In their 2025 description of Solarion, Valt and colleagues used phylogenomic analyses to determine its relationships and affinities with other 'protists'. The researchers formulated a dataset comprising 87 taxa representing the known diversity of eukaryotic organisms, based on 240 protein-coding genes and 77,133 amino acid sites. Their results recovered robust support for the placement of Solarion within the broader clade Diaphoretickes, allowing for the recognition of several new clades. Most specifically, Solarion was placed as the sister taxon to Meteora in a newly-recognized phylum, named Caelestes. This name, referring to a heavenly entity, references the fact that both genera mirror celestial bodies (Solarion having a sun-like shape and Meteora having a meteor-like shape). Caelestes was found to be the sister group to Hemimastigophora in the new clade Membrifera (lit. 'limb-bearing'). Membrifera is sister to Provora (lit. 'devouring voracious protists')—a group described in 2022 based on the recognition of several new taxa—forming the novel supergroup Disparia (lit. 'disparate'). While these relationships are well-supported, the placement of Disparia within Diaphoretickes varies based on what model or dataset is used in the analyses. Using a ELM+C60+G4 model, which excels in predicting sites where rapid evolution occurs, a maximum-likelihood tree was created, recreated in the cladogram below:

While Disparia is not particularly species-rich compared to other supergroups, the species included are particularly diverse. As these protists are recovered in a 'derived' position, this may indicate that there are still many disparians yet to be found, as they are obscured within the rare biosphere and environments that have not been extensively sampled.

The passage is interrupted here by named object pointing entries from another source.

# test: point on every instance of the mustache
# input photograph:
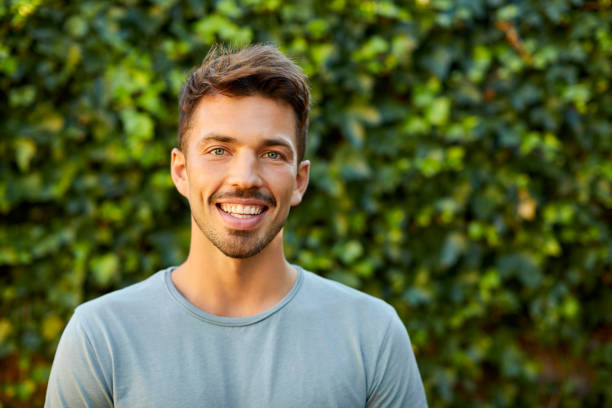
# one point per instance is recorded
(254, 194)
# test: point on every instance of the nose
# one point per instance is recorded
(244, 171)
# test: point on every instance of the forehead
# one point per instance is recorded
(245, 118)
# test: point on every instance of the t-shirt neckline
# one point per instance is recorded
(230, 321)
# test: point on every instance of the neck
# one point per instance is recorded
(233, 287)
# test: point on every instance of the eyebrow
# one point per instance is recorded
(228, 139)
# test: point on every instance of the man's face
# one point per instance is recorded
(239, 171)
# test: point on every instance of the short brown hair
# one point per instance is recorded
(255, 70)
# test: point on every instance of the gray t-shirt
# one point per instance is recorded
(323, 345)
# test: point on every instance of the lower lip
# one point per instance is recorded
(243, 224)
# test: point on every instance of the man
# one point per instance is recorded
(236, 325)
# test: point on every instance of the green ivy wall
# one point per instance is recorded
(461, 170)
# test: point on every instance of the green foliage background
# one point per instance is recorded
(461, 169)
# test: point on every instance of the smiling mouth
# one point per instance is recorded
(242, 211)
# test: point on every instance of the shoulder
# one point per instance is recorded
(127, 303)
(335, 298)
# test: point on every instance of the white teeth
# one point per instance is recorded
(241, 211)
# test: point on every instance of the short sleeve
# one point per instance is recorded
(78, 377)
(397, 381)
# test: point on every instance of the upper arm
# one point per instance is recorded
(397, 381)
(79, 376)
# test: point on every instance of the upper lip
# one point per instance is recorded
(243, 201)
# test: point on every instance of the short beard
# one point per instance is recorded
(240, 244)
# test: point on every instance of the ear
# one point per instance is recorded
(178, 170)
(301, 182)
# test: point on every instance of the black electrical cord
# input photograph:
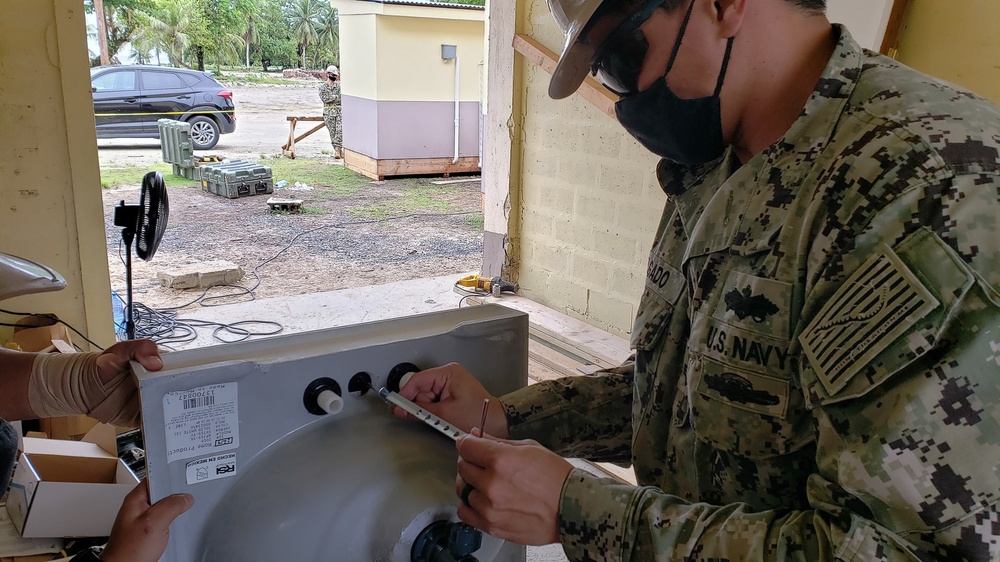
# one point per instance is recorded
(162, 325)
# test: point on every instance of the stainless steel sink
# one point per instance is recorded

When analyzing the complete mitochondrial genome of Solarion, researchers were surprised by the presence of mitochondrially encoded SecA, a protein that is otherwise absent in nearly all eukaryotes. In other eukaryotes, there are homologous structures in the endoplasmic reticulum and plasmids. A phylogenetic analysis focusing on SecA and homologous structures placed the SecA of Solarion within the prokaryote clade Alphaproteobacteria. This is the group from which the ancestor of eukaryotic mitochondria is derived.